1.3. Report overview

This report presents analysis of recent data collected in Scotland including information that is crucial to understanding primary-secondary transitions in Scotland. As transitions are situated within the local educational, social, political and cultural context, analysis of data collected as part of the Growing Up in Scotland study (GUS) – a large-scale longitudinal study tracking the lives of thousands of children and their families across Scotland – is timely. With data from a little over 3000 parents and children, GUS has the potential to provide more robust findings and conclusions than those uncovered in the systematic review.

Recently, due to Covid-19, schools have been closed without children experiencing all transition practices of primary and secondary schools. Although the GUS data were collected prior to Covid-19, this report provides insights that would be relevant in such a situation, so that support can be provided virtually and through families. For instance, it highlights the children and families who will need even more support than usual.
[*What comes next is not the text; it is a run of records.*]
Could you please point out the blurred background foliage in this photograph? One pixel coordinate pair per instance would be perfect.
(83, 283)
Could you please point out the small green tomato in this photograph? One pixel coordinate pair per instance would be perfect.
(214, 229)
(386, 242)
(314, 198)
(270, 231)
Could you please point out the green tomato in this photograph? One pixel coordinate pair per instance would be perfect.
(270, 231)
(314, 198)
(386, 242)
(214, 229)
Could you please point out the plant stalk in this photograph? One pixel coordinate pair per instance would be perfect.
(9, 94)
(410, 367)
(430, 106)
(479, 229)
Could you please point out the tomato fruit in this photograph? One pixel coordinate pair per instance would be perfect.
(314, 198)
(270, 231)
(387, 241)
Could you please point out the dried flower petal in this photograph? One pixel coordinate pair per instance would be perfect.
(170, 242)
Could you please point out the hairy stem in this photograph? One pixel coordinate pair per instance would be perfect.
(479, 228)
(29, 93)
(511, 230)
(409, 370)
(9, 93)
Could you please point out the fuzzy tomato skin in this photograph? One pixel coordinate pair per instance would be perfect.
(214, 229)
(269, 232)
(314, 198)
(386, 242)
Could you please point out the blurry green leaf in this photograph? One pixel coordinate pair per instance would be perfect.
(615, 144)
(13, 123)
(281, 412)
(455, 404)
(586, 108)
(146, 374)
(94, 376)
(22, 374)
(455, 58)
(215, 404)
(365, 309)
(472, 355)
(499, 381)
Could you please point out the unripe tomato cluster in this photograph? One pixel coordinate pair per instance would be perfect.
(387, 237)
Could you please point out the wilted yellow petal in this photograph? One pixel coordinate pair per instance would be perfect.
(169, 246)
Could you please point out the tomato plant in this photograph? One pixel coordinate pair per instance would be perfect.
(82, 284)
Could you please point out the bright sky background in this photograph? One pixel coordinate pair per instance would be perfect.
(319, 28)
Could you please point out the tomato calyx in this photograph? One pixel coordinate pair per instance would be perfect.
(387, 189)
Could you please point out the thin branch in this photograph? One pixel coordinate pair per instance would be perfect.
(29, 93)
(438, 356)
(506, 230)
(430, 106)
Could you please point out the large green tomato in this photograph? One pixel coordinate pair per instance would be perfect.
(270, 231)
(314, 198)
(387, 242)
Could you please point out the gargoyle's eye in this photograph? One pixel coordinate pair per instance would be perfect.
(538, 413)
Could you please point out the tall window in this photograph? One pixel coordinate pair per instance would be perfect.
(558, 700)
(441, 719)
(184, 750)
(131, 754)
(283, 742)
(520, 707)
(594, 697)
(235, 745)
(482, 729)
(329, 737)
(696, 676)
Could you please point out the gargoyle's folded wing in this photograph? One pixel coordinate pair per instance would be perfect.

Drawing on GUS data, this report aims to plug some of the evidence gaps identified by the systematic review. Specifically, the report draws on data collected around the time the study children were in the penultimate year of primary school (Primary 6) and when they were in their first year of secondary school (Secondary 1). The report addresses four key aspects of the transition experience:

  • it identifies features of positive and negative experiences of the transition to secondary school;
  • it explores differences in the transition experience for children in different contexts and with different characteristics;
  • it analyses the impact of the transition to secondary school on outcomes for children and their families;
  • it explores other developmental and life events and how these may influence cognitive ability.

These aspects are addressed in Chapters 3, 4, 5 and 6. Details of our approach, including the data, are provided in Chapter 2. Finally, in Chapter 7 we summarise and discuss the study findings and set out recommendations for policy and practice.